The reactions involved in browning are the Maillard reaction and caramelization, whose rate and extent are affected by the formulation (presence and amount of reactants, pH, water availability) and the baking conditions (temperature, time, relative humidity, heating mode). In the Maillard reaction, reducing sugars react with amino compounds (amino acids, proteins and other nitrogen compounds) to form initial condensation products that undergo further transformations. The reaction develops in three stages: in the initial stage colourless sugar-amine condensation compounds are formed, such as the Amadori and Heyns compounds; in the intermediate stage colourless or yellow compounds with high UV adsorption are formed; in the final stage these compounds undergo further transformations up to the formation of high-molecular weight coloured endproducts called melanoidins [2]. Products formed in the intermediate and final stages through Strecker degradation are responsible for flavour and aroma development [3] and comprise typical heat-induced products such as acrylamide (AA) and 5-hydroxymethylfurfural (HMF). Caramelization does not involve nitrogen compounds; it is a consequence of dehydration of carbohydrates, in particular sucrose and reducing sugars, due to high temperature and favoured by low water activity and acidic pH [4]. These reactions lead to the formation of various compounds, among which HMF and furfural; the development of the reaction results in the formation of polymeric compounds with the typical brown colour [4].

Maillard reaction products (MRP) as well as caramelization products can exert both beneficial and detrimental effects from a nutritional point of view. Neo-formed heat-induced substances can play a positive role, showing antioxidant, antimicrobial and anti-inflammatory effects. On the other hand, browning reactions are related to a loss of nutritional value (loss of lysine, thermal degradation of other amino acids and reduced bioavailability of proteins) and, more worryingly, to the formation of mutagenic, carcinogenic and cytotoxic compounds [2,5,6,7].
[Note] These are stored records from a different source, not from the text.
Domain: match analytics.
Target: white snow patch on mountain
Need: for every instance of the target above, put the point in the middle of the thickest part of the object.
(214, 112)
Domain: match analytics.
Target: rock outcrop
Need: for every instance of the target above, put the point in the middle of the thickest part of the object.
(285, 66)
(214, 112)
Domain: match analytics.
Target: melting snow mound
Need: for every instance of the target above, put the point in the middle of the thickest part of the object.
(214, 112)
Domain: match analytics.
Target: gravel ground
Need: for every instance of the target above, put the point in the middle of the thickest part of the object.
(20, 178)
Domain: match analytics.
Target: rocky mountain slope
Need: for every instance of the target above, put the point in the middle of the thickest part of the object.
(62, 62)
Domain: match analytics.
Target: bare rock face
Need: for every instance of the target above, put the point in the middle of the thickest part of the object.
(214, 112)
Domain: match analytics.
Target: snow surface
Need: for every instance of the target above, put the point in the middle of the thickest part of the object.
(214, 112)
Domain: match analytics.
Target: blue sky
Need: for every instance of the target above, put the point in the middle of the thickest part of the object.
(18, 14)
Most concern and literature data are focused on AA, a low molecular weight compound derived from the Maillard reaction that has been detected in a wide range of foods, comprising cereal-based products such as bread, biscuits and breakfast cereals. AA is mainly formed from sugars and asparagine during severe heat treatment (i.e., roasting, baking, frying) and has been added to the list of neo-formed food contaminants since 2002; the European Union Commission set a series of regulatory measures to control and mitigate AA concentration in foodstuffs. Occurrence, toxicity and regulatory requisites concerning AA in food products have been recently reviewed [8].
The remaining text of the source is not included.